Females fall for robot fiddlers

Female fiddler crabs have a thing for males who fiddle fast – or possibly just fancy a fling with a crustacean robot, research has found.

Male fiddler crabs (Uca mjoebergi) are well known for their very active and repetitive courtship displays. Inevitably, however, crabs who are unsuccessful in scoring the undivided attention of a female within a certain period of time find themselves flagging. Their energy reserves diminish, even if their desire does not, and the formerly frantic display slows to a more languid pace.

And this, say researchers led by biologist Sophie Mowles of the Anglia Ruskin University of Cambridge, UK, is a complete and utter waste of time. Unattached female fiddler crabs can’t stand a slowcoach.

To make this finding, Mowles and her colleagues made some robotic crabs and took them to a well-known fiddler crab hang-out on a beach in Darwin, in the north of Australia. The robots were made of accurately painted hydrostone, each equipped with a remote-controlled signalling arm.

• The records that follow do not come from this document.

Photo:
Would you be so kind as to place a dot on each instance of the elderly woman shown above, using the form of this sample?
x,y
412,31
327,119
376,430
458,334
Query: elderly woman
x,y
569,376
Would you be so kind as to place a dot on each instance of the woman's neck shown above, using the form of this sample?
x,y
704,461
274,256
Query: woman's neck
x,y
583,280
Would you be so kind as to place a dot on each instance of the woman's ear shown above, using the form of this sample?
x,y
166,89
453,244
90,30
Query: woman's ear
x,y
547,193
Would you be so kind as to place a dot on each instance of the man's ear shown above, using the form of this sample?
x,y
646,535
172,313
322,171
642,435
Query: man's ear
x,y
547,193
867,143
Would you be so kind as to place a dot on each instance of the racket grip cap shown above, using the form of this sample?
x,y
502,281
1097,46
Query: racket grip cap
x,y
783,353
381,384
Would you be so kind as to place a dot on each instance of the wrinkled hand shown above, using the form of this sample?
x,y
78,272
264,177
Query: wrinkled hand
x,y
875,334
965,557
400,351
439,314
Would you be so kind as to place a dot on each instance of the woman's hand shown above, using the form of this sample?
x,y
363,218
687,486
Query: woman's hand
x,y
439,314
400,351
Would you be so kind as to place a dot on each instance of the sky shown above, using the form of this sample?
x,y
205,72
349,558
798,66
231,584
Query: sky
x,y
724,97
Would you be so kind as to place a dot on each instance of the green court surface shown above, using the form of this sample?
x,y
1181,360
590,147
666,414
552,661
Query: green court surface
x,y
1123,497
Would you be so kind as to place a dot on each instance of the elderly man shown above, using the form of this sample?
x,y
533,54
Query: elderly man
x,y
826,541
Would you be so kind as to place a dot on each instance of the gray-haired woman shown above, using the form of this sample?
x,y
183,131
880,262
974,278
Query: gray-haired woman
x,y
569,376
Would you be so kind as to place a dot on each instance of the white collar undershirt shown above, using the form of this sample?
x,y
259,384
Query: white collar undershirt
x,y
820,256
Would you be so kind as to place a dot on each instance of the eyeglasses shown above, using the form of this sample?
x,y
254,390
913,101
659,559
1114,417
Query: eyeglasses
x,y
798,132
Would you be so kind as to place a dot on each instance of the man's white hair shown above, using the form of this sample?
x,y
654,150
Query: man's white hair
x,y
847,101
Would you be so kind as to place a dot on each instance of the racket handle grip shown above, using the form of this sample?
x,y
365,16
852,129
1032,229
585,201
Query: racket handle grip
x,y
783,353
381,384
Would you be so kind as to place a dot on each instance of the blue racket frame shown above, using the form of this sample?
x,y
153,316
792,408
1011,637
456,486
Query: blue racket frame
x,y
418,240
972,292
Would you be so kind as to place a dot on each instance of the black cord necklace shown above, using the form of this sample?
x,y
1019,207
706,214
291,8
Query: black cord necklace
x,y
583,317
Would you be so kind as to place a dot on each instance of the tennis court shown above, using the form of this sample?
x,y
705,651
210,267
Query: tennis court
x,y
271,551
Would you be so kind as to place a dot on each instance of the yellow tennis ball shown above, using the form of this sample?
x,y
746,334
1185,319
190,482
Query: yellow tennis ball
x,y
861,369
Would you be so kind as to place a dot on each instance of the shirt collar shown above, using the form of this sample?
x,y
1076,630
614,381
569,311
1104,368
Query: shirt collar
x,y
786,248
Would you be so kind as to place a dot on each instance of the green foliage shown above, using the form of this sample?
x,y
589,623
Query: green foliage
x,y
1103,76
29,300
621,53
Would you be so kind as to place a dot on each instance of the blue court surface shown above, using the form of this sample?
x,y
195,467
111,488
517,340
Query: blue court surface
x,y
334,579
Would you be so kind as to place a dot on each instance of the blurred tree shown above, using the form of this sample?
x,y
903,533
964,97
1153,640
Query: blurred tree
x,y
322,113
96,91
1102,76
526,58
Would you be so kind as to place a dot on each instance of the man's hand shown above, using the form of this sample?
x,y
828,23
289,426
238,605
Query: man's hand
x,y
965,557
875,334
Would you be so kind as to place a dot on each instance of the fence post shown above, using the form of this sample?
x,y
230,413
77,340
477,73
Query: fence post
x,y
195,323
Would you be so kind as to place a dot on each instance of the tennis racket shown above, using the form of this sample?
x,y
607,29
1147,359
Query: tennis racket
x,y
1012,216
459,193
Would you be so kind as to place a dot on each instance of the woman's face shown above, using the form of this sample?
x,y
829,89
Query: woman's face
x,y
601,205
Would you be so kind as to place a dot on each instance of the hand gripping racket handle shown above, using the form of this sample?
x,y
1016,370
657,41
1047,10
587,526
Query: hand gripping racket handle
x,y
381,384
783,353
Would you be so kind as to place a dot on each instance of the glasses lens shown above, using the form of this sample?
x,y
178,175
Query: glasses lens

The robots were arrayed on a little stage on a mudflat. The researchers then went off in search of unattached female crabs, scooped them up and took them to display.

The crabs meanwhile were set to operate according to a variety of protocols: some increased their signalling speed, while others slowed down, and a third group remained constant.

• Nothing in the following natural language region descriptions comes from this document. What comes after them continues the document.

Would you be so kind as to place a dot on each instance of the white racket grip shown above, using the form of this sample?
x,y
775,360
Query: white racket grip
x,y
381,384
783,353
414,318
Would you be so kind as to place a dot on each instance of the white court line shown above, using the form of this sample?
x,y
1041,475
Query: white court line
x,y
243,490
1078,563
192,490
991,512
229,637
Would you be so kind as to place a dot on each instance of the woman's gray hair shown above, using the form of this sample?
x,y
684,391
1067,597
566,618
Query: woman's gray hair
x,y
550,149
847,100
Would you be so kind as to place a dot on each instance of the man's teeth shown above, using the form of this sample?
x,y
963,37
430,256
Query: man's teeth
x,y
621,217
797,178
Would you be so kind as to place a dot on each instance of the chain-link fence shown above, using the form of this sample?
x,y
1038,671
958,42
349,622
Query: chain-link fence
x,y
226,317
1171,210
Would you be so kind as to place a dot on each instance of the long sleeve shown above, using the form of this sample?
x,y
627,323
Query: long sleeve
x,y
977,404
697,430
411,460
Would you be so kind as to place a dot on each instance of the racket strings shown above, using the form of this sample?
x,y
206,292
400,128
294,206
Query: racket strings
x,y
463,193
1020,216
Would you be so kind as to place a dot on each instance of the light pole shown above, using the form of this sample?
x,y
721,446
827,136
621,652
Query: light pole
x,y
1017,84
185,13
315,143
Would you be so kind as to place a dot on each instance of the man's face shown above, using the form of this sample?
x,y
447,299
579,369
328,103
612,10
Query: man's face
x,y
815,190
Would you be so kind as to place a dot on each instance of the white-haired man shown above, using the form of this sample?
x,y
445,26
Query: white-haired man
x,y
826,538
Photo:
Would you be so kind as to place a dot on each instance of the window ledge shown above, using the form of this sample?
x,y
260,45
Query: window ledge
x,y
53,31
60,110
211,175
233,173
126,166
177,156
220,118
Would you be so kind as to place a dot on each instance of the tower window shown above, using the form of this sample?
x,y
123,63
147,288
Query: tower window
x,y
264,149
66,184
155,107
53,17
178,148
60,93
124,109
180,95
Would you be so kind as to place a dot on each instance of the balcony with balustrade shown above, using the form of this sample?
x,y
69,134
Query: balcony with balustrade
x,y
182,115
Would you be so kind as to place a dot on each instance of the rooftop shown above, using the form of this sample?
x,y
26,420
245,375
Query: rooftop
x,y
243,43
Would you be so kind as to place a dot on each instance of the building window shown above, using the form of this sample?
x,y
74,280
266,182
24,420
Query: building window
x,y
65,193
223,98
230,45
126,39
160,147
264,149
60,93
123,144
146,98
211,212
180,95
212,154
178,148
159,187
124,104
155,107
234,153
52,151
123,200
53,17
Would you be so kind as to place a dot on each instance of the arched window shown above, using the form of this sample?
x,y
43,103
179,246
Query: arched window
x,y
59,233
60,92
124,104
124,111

The scientists found that the female crabs “demonstrated a strong preference for escalating robots”.

In a paper published in the journal Biology Letters, Mowles and her colleagues suggest that the preference for escalating signals is perhaps more complex than a simple liking for raw vigour.

“In species such as fiddler crabs, where the male bears a formidable weapon, signalling rate could also indicate motivation to court, where males expending energy in a costly display are less likely to react with dangerous levels of aggression towards approaching females,” they write.

The team’s formal conclusion carries perhaps a whiff of observations made of species other than crabs.

“As in fiddler crabs, females of many species may be sensitive to changes in display rate and benefit from attending to prolonged dynamic repeated courtship displays, which provide more reliable information with which to accurately gauge male quality,” they note.